Israel and Iran are at war. After months of worsening tensions highlighted by occasional posturing, the Iranian-Israel feud over Iran’s nuclear ambitions erupted into war on Friday last week.
There is absolutely nothing to gain from continuing the war for a minute longer. The conflict only increases the likelihood of a further deterioration in peace prospects for the Middle East. It all but ensures that another generation or more of Israelis and Iranians will only ever grow up knowing suspicion and hatred of each other.
It is also Israel’s fault. Prime Minister Benjamin Netanyahu, since the day former President Barak Obama announced a deal in 2015 that would secure Iran’s compliance with the International Atomic Energy Agency on its nuclear ambitions, has said Israel would not recognize the deal. At every opportunity since, he has relentlessly pushed the message that no kind of nuclear programme – peaceful or military – can be permitted in Iran and that Israel would be prepared to use armed force to ensure this.
Benjamin Netanyahu is a warmonger. He is a war criminal. He is the face of modern day fascism in the Middle East. Mr Netanyahu is of the belief that there is no place for Palestine in the Middle East. The only thing he believes in is that Israel has some kind of God given right to do as it pleases, with attacks on Lebanon, Yemen and Syria and the seizure of land in the Golan Heights. All of this is in addition to committing acts of a purely genocidal nature in Gaza.
Few people will have much sympathy for Israel in the third world. Not many have much sympathy for it in the developed world either except among conservative parties, the M.A.G.A. movement in the United States and possibly the companies that do well out of supplying Israel with war material.
Does this mean I support the regime in Iran, and that I am anti-Israel/anti-Semitic?

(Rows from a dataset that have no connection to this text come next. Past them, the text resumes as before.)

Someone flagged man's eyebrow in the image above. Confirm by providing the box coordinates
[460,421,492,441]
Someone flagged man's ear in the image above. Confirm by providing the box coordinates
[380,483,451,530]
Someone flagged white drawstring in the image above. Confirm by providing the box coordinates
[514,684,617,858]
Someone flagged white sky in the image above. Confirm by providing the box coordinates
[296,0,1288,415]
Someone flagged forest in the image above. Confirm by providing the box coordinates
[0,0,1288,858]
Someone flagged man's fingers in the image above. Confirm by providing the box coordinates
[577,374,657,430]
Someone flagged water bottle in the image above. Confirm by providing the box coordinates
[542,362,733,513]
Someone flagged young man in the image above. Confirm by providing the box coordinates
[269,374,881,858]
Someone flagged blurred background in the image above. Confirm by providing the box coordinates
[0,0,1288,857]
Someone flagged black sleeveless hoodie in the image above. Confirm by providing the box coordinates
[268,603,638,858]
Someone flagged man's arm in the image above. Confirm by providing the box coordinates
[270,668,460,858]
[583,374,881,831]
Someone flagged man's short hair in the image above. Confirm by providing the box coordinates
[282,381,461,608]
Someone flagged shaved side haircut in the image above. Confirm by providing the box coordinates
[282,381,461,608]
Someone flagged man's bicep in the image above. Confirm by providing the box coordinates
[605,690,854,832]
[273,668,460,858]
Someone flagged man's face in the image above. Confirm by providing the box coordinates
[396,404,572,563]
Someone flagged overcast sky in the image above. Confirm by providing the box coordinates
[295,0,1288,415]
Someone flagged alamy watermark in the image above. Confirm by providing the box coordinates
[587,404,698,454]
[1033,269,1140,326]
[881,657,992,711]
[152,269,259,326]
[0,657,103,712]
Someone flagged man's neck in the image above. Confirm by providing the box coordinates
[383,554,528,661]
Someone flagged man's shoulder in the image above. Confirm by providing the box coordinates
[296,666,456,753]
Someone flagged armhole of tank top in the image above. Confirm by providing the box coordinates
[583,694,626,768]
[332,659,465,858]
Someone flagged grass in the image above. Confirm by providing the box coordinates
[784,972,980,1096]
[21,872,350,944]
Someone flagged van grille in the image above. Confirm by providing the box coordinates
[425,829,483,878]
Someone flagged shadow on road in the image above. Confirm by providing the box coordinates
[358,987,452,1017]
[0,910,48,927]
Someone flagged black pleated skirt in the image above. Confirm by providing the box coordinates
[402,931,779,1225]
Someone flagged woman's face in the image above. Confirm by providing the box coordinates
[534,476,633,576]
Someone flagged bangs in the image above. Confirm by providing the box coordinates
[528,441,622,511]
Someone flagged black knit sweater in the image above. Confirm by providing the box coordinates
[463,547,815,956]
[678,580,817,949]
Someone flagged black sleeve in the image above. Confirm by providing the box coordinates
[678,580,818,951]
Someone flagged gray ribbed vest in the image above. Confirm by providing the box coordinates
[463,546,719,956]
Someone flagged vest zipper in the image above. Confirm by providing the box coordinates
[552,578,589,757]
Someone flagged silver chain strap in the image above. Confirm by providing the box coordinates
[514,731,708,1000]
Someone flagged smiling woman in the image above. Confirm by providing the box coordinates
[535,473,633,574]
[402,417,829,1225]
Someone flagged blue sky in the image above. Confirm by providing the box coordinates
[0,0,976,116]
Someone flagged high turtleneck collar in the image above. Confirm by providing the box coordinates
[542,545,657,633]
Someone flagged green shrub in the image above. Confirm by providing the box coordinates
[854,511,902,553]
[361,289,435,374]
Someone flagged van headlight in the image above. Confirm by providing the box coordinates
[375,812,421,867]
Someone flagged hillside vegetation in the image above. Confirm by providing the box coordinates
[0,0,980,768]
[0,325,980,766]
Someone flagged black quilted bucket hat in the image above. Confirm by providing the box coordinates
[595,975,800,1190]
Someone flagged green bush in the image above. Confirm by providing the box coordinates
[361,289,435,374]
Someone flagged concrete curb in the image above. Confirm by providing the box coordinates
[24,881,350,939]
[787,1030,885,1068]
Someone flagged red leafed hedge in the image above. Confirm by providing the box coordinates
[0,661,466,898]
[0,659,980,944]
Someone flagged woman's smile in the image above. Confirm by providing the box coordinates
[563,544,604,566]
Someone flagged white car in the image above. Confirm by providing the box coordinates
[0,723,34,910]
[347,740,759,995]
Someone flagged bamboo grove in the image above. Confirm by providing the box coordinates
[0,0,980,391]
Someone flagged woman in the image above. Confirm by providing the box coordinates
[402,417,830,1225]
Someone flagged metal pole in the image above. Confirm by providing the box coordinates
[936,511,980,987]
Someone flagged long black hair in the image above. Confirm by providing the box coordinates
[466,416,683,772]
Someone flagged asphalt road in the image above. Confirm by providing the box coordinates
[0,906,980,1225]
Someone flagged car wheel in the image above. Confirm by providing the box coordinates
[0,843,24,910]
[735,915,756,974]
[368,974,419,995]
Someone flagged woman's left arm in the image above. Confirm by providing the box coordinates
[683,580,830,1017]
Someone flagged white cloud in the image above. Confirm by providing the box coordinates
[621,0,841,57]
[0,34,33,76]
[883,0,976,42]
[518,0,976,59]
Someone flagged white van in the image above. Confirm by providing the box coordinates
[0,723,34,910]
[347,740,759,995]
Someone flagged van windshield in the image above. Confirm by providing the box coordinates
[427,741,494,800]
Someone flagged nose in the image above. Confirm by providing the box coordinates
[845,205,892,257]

No. No, on all three counts.
- On the subject of the Iranian regime:
- I know people from Iran who have fled the regime and are now fearing the worst; lovely brave and very intelligent people who know of a time when the regime didn’t exist and Iran was a secular country – all this before the C.I.A. interfered with Iranian politics in 1979 (and prior to that in 1953);
- If I supported the Iranian regime, that would imply support for the terrorist groups that Iran fund and arm, which I am quite happy to see getting listed as such – and I have been working with Iranians in Christchurch to get the Islamic Revolutionary Guards Corps, which arms HAMAS and Hezbollah added to the list
- If I supported the regime, I would not have written letters to M.P.’s in New Zealand asking them to list the I.R.G.C. as a terrorist group; attend rallies by the local Iranian community
2. On the subject of being anti-Israeli
- If I was truly anti-Israeli, I would point blank not recognize Israel’s right to exist; I recognise its pre-1967 borders and its absolute right to those borders
- I condemn the attacks by various terrorist groups over the years – contrary to what many of the Green M.P.’s here and supporters of Palestine over the years have been saying, those rockets are not home made; the Katyusha is a former Soviet short range rocket dating back to W.W.2; the Iranian missiles with more powerful warheads, better guidance and longer range are all post-W.W.2. designs
On the subject of being anti-Semitic
- If this were true, I would not have any Jewish friends – I have several
- If this were true do you really think I would have visited places such as Anne Frank Huis and Holocaust Museum, both in Amsterdam in 2018
Both the anti-Israel and anti-Semitic allegations don’t actually mean much to me. Over the years of speaking for a two state solution – which is now dead – I have been accused of being both anti-Israeli and anti-Palestinian. I have been accused of being ignorant of history on both sides, which in itself is a kind of ignorant accusation given that Middle East politics and the various actors very much make it a multi-dimensional issue.
And that brings me nicely to my disappointment at the apparent inability of New Zealand at the moment to stand up and be counted. We are a nation of considerable soft power and when we use it well, the world notices. We are a nation that has regard for international law. We pride ourselves on how we treat other peoples and like to think that we are an egalitarian country that gives everyone a fair go – or at least tries.
Right now we should be standing up to Israeli aggression. Bombing the daylights out of Iran will not do anyone any favours, and will only ensure decades more misery. If Israel closes its diplomatic mission in Wellington long term, that is their loss – they should have thought about the consequences before they started bombing Tehran.
Right now we should be pushing with urgency through the United Nations a resolution calling for an immediate and unconditional end to the violence, with a warning to Israel that suspension from the United Nations is not impossible.
But, does Minister of Foreign Affairs, Winston Peters have the gumption to do it?
And therein lies the problem. I am not sure that a party that was once one of the leaders in N.Z. politics in promoting the very international diplomacy I am advocating for here, wants to know.
Will we, Aotearoa New Zealand, have the gumption to stand up to Israel at a time when someone needs to put their foot down hard?